Abstract

The research on efficiency valuations has used two distinct approaches. One is the nonparametric approach known as data envelopment analysis (DEA), the other is the parametric approach based on regression analysis or its extension such as constrained canonical correlation analysis (CCCA). Interestingly, a recent study has employed a hybrid approach that cross-fertilizes DEA and CCCA to compensate for the drawbacks of the two methods and capture their positive aspects. This approach first applies DEA to select efficient units and then utilizes CCCA to identify a smooth efficient frontier with the selected efficient units only.

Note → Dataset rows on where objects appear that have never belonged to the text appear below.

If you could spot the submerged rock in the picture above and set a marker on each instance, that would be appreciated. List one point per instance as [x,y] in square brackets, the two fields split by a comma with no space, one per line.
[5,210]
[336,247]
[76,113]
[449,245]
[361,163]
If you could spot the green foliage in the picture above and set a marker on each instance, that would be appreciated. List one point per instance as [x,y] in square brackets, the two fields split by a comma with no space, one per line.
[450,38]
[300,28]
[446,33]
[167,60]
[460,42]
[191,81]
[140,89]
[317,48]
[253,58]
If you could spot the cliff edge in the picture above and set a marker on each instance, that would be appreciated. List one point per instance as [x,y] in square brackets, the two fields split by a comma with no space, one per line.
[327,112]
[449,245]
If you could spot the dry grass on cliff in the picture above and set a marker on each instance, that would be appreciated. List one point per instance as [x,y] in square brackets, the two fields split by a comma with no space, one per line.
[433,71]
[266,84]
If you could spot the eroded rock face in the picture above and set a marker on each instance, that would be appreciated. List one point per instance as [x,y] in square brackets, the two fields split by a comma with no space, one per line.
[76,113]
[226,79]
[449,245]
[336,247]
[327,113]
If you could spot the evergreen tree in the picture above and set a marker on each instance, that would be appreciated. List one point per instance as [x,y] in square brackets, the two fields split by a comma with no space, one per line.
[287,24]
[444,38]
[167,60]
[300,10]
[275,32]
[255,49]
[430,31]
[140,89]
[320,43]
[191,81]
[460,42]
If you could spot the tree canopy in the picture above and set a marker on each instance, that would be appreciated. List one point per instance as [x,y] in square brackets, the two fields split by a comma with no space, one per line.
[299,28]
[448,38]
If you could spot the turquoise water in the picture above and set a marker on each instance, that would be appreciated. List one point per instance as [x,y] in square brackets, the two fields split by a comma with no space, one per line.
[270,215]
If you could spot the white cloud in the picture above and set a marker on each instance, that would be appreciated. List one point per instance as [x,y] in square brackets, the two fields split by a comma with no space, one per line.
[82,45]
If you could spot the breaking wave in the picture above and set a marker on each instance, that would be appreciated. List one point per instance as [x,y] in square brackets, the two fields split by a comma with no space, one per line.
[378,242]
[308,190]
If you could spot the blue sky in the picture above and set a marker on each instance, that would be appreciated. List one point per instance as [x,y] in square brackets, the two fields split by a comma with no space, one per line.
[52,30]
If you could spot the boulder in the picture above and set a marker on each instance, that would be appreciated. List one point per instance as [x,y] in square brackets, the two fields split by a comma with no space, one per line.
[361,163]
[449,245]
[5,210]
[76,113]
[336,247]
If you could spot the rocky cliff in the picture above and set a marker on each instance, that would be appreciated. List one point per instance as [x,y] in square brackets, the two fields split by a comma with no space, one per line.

We extend it to incorporate a categorical variable that reflects an environmental effect on efficiency performance. The need for considering a categorical variable arises in practice for an equitable efficiency valuation, as illustrated by managerial performance evaluation of the branches of a fast-food company, where the location of branches such as commercial or noncommercial area significantly affects their performance. We demonstrate various possible ways to handle such a categorical variable in the framework of a hybrid approach and characterize each of the methods. Based on this study, we suggest one method that simultaneously utilizes an extension of DEA, referred to as DEA with categorical variable, and CCCA employing a dummy variable, as in multiple regressions with dummy variables. Through an application to the branches of a fast-food company, we show the efficacy of the suggested method in terms of penalizing the advantageous location effect and compensating for the disadvantageous location effect. We also provide some discussions on the limitations underlying the hybrid approach in order to guide a proper use of this approach to the other potential applications.